03.02.10 | Charlie Crist is out of touch with Floridians on policy issues

The Real Reasons For Charlie Crist’s Collapse
By Niall Stanage
Tuesday, 3/2/2010

The national media has presented Crist’s fall — and the rise of Rubio, who keynoted the recent Conservative Political Action Conference in Washington — as a tea party-inspired uprising against a pragmatic centrist. But there’s more to it than that.

A series of interviews with Florida political observers and GOP insiders tells a different story — one in which Crist’s problems have less to do with his purported moderation than with an ardor for political expediency and opportunism.

“I don’t know whether Charlie is left-of-center or right-of-center,” says Brett Doster, an unaligned GOP strategist in the state. “Charlie is all about Charlie.”

Some of the antipathy for Crist among Florida Republicans is personal. His detractors argue that his ambitiousness is unusually stark and overweening, even by politicians’ standards. They note, for instance, that the governorship is the third consecutive post he’s held for only one term before seeking higher office. (Crist was previously the state’s attorney general and, before that, commissioner of education.)

“Throughout his career, Charlie Crist has always been looking for the next rung on the ladder,” says Mike Hanna, a veteran Republican operative who worked briefly for Crist during his campaign for attorney general.
Crist’s conduct during the 2008 GOP presidential primary season certainly fed this perception. It’s widely believed that the governor initially promised his endorsement to Rudy Giuliani, whose campaign then pursued a Florida-or-bust strategy. But three days before the Florida vote, Crist instead hitched his wagon to the ascendant McCain, who carried the state (immediately spurring the Crist-for-Veep chatter). Giuliani finished a distant third and dropped out.

Others who’ve watched him up-close in Florida paint a picture of an insubstantial figure, a man more interested in grabbing headlines than in the nuts-and-bolts of policy, and often disengaged or preoccupied during briefings.

Detractors point to Crist’s mutating positions on numerous issues.

In 2008, during the period when he was under consideration for the McCain ticket, he abruptly withdrew his previous opposition to offshore drilling, a change that brought him into line with McCain’s views.

During his first bid for the Senate more than 10 years ago — he lost to sitting Democrat Bob Graham by a wide margin — he described himself in a questionnaire as “pro-choice but not pro-abortion.” He now favors a simple, GOP primary-friendly term: “pro-life.”

As a state senator in the mid-’90s, Crist’s record on criminal justice issues was hard-line enough to earn him the nickname “Chain Gang Charlie.” He also backed a bill that required convicted criminals to serve at least 85 percent of their sentences. While running for attorney general in 2002, he sought to gain a political dividend from these positions by running what the St. Petersburg Times described as a “dark, harsh ad that features violent criminals.”

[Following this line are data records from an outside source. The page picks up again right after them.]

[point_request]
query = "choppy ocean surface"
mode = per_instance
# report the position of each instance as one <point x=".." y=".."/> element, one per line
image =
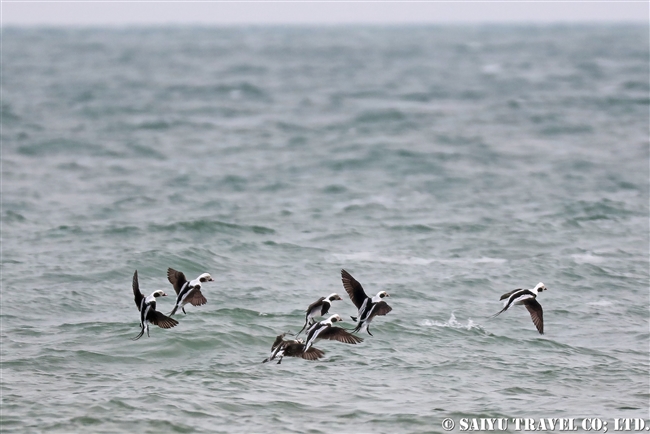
<point x="445" y="165"/>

Yet by 2007, Crist was arguing for the restoration of voting rights to felons and stating, “I believe in my heart that everyone deserves a second chance. They deserve an opportunity to get on with productive lives.”
But these shifts pale into insignificance beside what has proved to be Crist’s greatest political misstep.
In February 2009, Crist embraced, both figuratively and literally, President Barack Obama when Obama came to Florida to tout the economic stimulus package that had not yet become law.

At the rally with Obama, Crist said: “We know that it’s important that we pass a stimulus package.” By last November, he was telling CNN’s Wolf Blitzer, “I didn’t endorse it … I didn’t even have a vote on the darned thing.”

Some see the price Crist has paid for his Obama embrace as a fitting reward for a man whose career has been defined by political expediency.

“He miscalculated a changing political environment in Florida,” Rick Wilson says. “Charlie has always had a nose for the populist issue of the moment, and has been able to chase those things with success. This time, his instincts failed him.”

Terri Fine, a political science professor at the University of Central Florida, suggests Crist should adopt a Florida version of a “Rose Garden strategy.”

“You show the people you can govern instead of going out on the campaign trail. If [Crist] can show he can govern, it would help him overcome this ‘wow-factor’ about Rubio,” she offers.

But, she adds, “Crist just comes across as being so two-faced.”